On voit ici le conjoint de Catherine, Barry, leur fille Sarah, et la députée de Brome-Missisquoi, Isabelle Charest, en compagnie de la fidèle chienne de Catherine, Charlotte.

Clin d’œil à Catherine Demers

Il suffit d’évoquer le nom de Catherine Demers à Waterloo pour recevoir en retour un sourire. Celle qui fut le bras droit du député de Granby, François Bonnardel, dès les balbutiements de sa carrière politique, a été une ambassadrice et une amoureuse de sa communauté. Au cours d’une journée empreinte d’émotions cet été au parc Robinson, la Ville a honoré l’engagement de cette grande dame, décédée un an auparavant.

Pour François Bonnardel, Catherine Demers était plus qu’une attachée de presse, une conseillère politique responsable de son bureau de circonscription. Contre vents et marées, elle a été à ses côtés durant 11 ans. Sa mort, le 24 juin 2018, a créé une onde de choc. Honorer sa mémoire a mis un baume sur cette profonde cicatrice. «Catherine était aimée de tout le monde. Son départ nous a tous jeté par terre, confie-t-il. C’était une femme exceptionnelle. Souvent, les conseillers politiques passent sous le radar. Ils reçoivent des coups et bien des gens en détresse. Heureusement, Catherine avait une grande qualité d’empathie. Elle a aussi été extrêmement impliquée dans sa communauté. Se souvenir d’elle, comme la Ville l’a fait, c’est très important. Une très belle marque de reconnaissance.»

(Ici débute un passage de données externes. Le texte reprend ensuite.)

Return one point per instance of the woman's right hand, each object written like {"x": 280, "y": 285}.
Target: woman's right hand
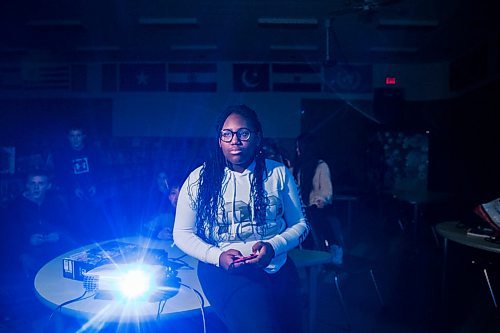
{"x": 227, "y": 257}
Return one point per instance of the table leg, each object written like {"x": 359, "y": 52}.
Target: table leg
{"x": 313, "y": 292}
{"x": 443, "y": 276}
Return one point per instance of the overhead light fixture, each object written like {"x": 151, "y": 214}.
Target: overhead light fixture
{"x": 293, "y": 47}
{"x": 390, "y": 49}
{"x": 194, "y": 47}
{"x": 169, "y": 21}
{"x": 55, "y": 23}
{"x": 280, "y": 21}
{"x": 98, "y": 48}
{"x": 408, "y": 23}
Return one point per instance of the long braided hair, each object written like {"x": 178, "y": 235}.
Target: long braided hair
{"x": 210, "y": 199}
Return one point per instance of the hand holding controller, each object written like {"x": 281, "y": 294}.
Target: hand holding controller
{"x": 243, "y": 259}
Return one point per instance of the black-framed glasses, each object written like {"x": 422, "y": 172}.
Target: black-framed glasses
{"x": 243, "y": 134}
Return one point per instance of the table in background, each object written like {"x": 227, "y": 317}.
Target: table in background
{"x": 418, "y": 199}
{"x": 53, "y": 289}
{"x": 453, "y": 231}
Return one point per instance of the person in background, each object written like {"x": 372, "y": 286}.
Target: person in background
{"x": 80, "y": 171}
{"x": 313, "y": 176}
{"x": 161, "y": 226}
{"x": 239, "y": 204}
{"x": 41, "y": 219}
{"x": 272, "y": 151}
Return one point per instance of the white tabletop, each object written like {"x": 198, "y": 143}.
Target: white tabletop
{"x": 53, "y": 289}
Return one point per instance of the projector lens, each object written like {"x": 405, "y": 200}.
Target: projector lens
{"x": 135, "y": 283}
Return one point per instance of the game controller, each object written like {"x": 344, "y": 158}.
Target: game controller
{"x": 242, "y": 259}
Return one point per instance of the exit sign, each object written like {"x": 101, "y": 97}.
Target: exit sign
{"x": 390, "y": 80}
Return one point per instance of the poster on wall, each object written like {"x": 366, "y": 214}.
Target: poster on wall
{"x": 405, "y": 160}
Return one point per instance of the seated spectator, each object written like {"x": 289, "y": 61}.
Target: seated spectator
{"x": 41, "y": 220}
{"x": 80, "y": 171}
{"x": 161, "y": 225}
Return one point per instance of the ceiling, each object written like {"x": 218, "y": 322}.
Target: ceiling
{"x": 347, "y": 31}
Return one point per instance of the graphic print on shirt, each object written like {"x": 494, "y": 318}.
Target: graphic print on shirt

En fait, la Ville a profité des festivités de la Fête nationale pour dévoiler une plaque commémorative dans le parc Robinson. Un endroit tout particulier pour Catherine. «Quand j’étais enfant, ça a été son projet. Elle a fait énormément de porte-à-porte pour amasser des fonds pour construire ce parc. C’était impensable qu’il n’y ait pas d’autres endroits pour les jeunes à Waterloo, mis à part les cours d’école», se souvient sa fille, Sarah.

C’est d’ailleurs avec grande fierté que la jeune femme, qui suit les traces de sa mère comme attachée politique de la députée de Brome-Missisquoi, Isabelle Charest, a accueilli ce vibrant hommage. «Ça a été à la fois un anniversaire difficile et une journée extrêmement touchante. Voir que tout le monde avait ce projet commun de reconnaître son apport pour Waterloo, c’était incroyablement beau.»

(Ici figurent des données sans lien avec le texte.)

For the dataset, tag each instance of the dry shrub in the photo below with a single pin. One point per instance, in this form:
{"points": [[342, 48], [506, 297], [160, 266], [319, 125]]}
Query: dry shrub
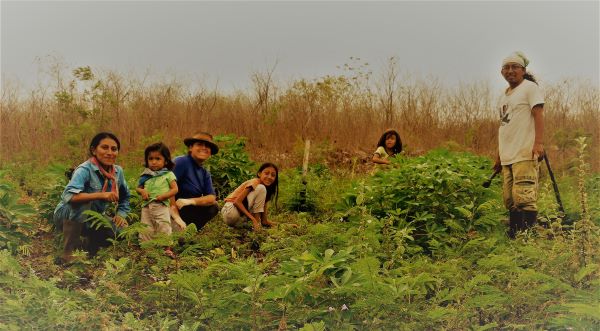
{"points": [[55, 123]]}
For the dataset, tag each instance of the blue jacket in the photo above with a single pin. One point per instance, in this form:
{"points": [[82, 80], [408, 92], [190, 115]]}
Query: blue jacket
{"points": [[87, 178]]}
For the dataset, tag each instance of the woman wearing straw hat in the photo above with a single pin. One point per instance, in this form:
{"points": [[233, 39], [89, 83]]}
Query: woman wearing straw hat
{"points": [[520, 142], [196, 201]]}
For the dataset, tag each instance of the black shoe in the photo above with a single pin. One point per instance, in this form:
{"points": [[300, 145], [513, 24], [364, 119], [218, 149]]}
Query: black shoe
{"points": [[529, 219], [515, 223]]}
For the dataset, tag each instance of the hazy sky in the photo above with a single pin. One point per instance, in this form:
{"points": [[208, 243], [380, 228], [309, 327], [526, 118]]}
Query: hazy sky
{"points": [[454, 41]]}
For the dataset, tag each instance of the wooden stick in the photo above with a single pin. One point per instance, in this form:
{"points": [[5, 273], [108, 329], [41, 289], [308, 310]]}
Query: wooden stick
{"points": [[305, 162]]}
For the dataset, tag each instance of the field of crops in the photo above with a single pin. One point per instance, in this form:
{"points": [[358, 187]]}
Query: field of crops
{"points": [[419, 244]]}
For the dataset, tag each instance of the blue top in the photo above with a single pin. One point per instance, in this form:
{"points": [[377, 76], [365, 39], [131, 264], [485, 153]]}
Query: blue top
{"points": [[87, 178], [192, 179]]}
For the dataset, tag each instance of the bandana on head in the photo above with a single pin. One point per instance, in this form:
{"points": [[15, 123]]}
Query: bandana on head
{"points": [[112, 176], [518, 58]]}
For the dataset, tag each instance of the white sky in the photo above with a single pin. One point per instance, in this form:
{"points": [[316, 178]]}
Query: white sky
{"points": [[227, 41]]}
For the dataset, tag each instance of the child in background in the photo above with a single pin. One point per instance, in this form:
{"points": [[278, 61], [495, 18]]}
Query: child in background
{"points": [[250, 199], [389, 145], [157, 185]]}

«Ça a brassé la cage, confie Barry Pearson, conjoint de Catherine. D’un autre côté, j’étais tellement fier d’elle. Partout où elle allait, elle inspirait les gens. On doit se souvenir de tout ce qu’elle a fait pour Waterloo.»

Ambassadrice

Dès son arrivée à Waterloo, il y a une trentaine d’années, Catherine Demers s’est impliquée dans plusieurs projets. Notamment celui du CPE Les Jeunes pousses, au sein des Amis du bassin versant du lac Waterloo, au Centre d’action bénévole, etc. Chaque geste posé se voulait une occasion d’amener sa communauté un cran plus loin, tout en déboulonnant les préjugés. «Ma mère a toujours vu un potentiel énorme en Waterloo. C’était une amoureuse de la nature, des gens et des animaux», dit Sarah.

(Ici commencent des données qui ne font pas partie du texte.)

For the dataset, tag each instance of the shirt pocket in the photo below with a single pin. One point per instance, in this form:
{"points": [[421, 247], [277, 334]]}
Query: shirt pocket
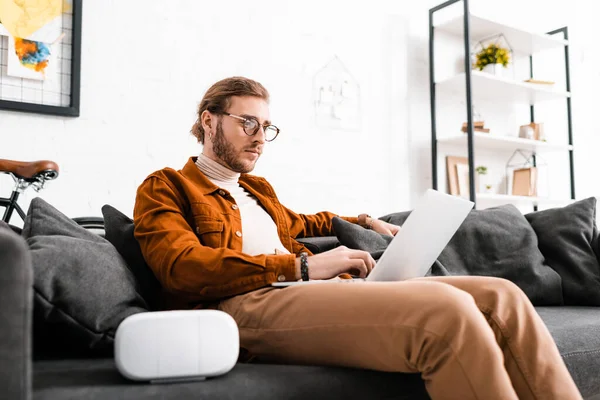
{"points": [[209, 231]]}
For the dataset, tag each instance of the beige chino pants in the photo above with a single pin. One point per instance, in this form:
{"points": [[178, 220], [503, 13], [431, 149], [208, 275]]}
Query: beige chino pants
{"points": [[470, 337]]}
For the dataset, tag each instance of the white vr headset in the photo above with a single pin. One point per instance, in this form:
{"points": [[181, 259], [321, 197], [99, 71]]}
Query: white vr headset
{"points": [[176, 345]]}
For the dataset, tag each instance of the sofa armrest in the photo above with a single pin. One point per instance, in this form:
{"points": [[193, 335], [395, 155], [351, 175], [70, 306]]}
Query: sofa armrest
{"points": [[16, 298], [320, 244]]}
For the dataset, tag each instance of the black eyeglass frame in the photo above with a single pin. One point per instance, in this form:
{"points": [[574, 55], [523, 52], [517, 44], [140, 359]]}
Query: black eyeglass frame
{"points": [[258, 125]]}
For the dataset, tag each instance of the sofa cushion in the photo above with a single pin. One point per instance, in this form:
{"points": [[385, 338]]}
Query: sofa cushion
{"points": [[576, 331], [567, 238], [492, 242], [82, 286], [16, 306], [118, 229], [99, 379]]}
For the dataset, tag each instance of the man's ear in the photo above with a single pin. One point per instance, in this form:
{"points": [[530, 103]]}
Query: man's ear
{"points": [[206, 120]]}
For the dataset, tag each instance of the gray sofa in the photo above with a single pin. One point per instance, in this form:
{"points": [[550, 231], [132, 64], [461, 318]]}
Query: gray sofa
{"points": [[25, 375]]}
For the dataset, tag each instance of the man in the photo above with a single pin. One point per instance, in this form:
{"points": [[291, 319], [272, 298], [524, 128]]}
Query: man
{"points": [[217, 237]]}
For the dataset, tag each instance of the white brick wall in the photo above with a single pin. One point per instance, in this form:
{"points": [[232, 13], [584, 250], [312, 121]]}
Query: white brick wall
{"points": [[146, 64]]}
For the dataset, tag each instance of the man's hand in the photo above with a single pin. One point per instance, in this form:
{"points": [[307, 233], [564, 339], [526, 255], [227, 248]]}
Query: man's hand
{"points": [[385, 228], [332, 263]]}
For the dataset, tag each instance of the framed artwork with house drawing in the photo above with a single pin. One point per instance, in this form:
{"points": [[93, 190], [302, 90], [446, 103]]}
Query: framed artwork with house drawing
{"points": [[40, 56]]}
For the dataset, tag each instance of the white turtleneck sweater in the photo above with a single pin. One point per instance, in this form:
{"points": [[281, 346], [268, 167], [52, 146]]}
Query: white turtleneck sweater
{"points": [[259, 232]]}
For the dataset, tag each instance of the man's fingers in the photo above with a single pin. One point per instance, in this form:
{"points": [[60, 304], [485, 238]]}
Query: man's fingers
{"points": [[359, 265]]}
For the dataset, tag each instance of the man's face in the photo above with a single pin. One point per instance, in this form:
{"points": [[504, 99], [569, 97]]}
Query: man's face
{"points": [[231, 146]]}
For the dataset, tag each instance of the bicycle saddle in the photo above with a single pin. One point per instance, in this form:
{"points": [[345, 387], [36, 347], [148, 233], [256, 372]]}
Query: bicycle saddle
{"points": [[30, 170]]}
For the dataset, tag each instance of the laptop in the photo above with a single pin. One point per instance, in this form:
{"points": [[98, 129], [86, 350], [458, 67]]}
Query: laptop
{"points": [[417, 245]]}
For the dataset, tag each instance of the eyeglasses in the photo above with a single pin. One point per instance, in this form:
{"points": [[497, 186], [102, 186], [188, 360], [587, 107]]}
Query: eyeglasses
{"points": [[251, 127]]}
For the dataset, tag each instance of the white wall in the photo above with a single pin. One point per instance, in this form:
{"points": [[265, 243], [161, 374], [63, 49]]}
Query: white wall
{"points": [[146, 64], [538, 16]]}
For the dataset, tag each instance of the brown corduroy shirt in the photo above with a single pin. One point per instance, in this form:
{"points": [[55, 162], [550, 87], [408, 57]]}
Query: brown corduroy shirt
{"points": [[190, 233]]}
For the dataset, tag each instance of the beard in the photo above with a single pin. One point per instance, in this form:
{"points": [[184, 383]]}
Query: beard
{"points": [[228, 154]]}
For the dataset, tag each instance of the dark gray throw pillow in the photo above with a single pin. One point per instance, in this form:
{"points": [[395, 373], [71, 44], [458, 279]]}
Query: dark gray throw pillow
{"points": [[495, 242], [118, 229], [568, 238], [83, 289]]}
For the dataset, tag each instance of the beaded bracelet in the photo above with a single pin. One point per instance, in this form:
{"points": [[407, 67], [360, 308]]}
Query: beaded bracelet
{"points": [[304, 265]]}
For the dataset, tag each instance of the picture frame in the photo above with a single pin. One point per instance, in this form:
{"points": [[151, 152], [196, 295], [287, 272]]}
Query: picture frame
{"points": [[525, 182], [59, 93]]}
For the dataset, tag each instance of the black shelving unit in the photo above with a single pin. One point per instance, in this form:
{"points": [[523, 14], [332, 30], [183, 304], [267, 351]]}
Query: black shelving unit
{"points": [[469, 99]]}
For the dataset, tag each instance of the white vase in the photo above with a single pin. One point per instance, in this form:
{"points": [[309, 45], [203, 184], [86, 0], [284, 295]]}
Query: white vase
{"points": [[495, 69]]}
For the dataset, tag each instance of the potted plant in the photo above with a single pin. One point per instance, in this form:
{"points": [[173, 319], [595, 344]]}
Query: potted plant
{"points": [[492, 59], [493, 55]]}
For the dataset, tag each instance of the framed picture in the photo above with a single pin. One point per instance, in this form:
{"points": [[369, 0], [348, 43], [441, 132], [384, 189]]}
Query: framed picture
{"points": [[40, 57], [525, 182], [458, 175]]}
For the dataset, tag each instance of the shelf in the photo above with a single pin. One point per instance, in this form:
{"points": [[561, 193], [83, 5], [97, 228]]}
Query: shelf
{"points": [[520, 40], [487, 86], [496, 142], [509, 199]]}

«Catherine était bien plus qu’une simple résidante de Waterloo. C’était une ambassadrice de sa ville. Chaque fois qu’elle avait l’occasion de la mettre en valeur, elle le faisait», mentionne Barry.

La sauvegarde des plans d’eau de Waterloo a été au cœur de plusieurs de ses combats. L’aménagement du sentier des libellules en fait partie. «Elle voulait donner accès à la rivière à la population et la valoriser. Elle la considérait comme un joyau qu’il fallait exploiter en la faisant connaître. Elle a aussi milité durant des années pour redonner la santé au lac.»

Cet amour de Waterloo transcende aujourd’hui les générations par le biais de cette plaque commémorative.

«Ma mère a laissé un grand legs à sa communauté, souligne Sarah. Et, chaque jour qui passe, j’aime un peu plus Waterloo.»